As a journalist, Dickens was very sensitive to fake news. In his letter to Olliffe he noted:

We had general knowledge that there was such a disease among children abroad, and two of our children’s little friends even died from it. But it is extremely difficult to discover the truth in such a place. and of course the city dwellers are particularly afraid of me knowing because they have so many resources to make it better known.

In 1856, those who were careful and thoughtful had a better chance of survival, and eventually life returned to normal for Dickens.

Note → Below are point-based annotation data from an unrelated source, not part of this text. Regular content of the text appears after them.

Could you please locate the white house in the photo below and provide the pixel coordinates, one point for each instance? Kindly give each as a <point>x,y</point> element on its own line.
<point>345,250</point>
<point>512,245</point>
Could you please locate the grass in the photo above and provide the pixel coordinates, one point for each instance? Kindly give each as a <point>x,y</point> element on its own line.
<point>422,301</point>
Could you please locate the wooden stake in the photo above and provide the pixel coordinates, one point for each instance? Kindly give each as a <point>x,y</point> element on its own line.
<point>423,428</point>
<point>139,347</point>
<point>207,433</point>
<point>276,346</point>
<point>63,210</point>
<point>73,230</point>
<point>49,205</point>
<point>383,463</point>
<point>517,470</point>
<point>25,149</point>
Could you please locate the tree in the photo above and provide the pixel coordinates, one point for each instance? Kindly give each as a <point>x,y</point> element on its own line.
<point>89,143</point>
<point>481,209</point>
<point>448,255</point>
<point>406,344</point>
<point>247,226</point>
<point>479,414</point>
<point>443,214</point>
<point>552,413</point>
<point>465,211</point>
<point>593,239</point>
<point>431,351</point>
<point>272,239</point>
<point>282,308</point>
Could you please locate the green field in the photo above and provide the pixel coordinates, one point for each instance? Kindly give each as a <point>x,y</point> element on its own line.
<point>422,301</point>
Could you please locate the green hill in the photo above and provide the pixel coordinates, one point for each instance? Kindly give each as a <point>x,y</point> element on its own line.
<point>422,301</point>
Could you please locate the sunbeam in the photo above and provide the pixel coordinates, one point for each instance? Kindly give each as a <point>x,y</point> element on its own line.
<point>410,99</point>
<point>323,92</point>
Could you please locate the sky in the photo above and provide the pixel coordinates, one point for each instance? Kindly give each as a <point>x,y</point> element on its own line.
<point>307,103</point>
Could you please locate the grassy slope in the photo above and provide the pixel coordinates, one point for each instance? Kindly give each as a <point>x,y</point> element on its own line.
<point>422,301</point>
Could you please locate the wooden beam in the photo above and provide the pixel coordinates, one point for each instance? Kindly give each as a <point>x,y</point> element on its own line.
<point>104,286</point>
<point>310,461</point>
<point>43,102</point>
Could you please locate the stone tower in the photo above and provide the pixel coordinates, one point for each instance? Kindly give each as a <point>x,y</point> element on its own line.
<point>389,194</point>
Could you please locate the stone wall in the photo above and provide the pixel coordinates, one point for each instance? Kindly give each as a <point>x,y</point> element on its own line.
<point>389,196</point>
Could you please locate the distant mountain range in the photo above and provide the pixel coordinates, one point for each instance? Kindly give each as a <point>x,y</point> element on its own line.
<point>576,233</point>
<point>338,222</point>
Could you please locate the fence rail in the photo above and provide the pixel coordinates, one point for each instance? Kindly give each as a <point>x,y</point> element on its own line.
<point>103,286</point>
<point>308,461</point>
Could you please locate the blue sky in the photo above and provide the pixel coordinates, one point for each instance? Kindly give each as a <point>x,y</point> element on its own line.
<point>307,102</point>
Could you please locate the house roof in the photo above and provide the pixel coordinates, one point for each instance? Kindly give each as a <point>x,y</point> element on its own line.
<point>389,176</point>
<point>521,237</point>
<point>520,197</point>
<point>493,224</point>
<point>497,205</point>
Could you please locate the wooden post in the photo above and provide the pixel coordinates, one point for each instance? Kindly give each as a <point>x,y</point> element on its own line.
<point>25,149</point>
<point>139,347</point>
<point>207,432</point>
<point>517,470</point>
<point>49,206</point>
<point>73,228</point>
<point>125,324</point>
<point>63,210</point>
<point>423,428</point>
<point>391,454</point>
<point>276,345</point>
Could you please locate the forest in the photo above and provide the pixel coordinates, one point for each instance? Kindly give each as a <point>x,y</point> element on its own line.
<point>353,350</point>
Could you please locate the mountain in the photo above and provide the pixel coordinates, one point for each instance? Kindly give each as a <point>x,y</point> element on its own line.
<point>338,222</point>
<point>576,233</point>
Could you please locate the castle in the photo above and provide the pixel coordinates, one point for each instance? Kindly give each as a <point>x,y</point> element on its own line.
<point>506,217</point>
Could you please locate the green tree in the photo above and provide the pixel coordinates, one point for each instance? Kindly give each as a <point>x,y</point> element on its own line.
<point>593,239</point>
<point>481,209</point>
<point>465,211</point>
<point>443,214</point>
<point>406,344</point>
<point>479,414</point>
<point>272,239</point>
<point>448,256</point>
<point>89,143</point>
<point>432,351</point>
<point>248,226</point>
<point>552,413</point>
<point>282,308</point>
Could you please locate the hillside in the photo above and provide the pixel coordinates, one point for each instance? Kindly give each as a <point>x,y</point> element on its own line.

His sons went back to school in Boulogne and he would return many times.

A diphtheria vaccine was not developed until 1920, although it was not offered free to children nationally until 1940. Vaccines against COVID-19 are now being rolled out and hopefully life will get back to normal for us too. We’ll be returning to our vacation destinations – maybe even Boulogne to be in the Steps of Dickens in a city he loved so much.

Leon Litvack, Associate professor, Queen’s University Belfast

This article is republished by The conversation under a Creative Commons license. read this original article.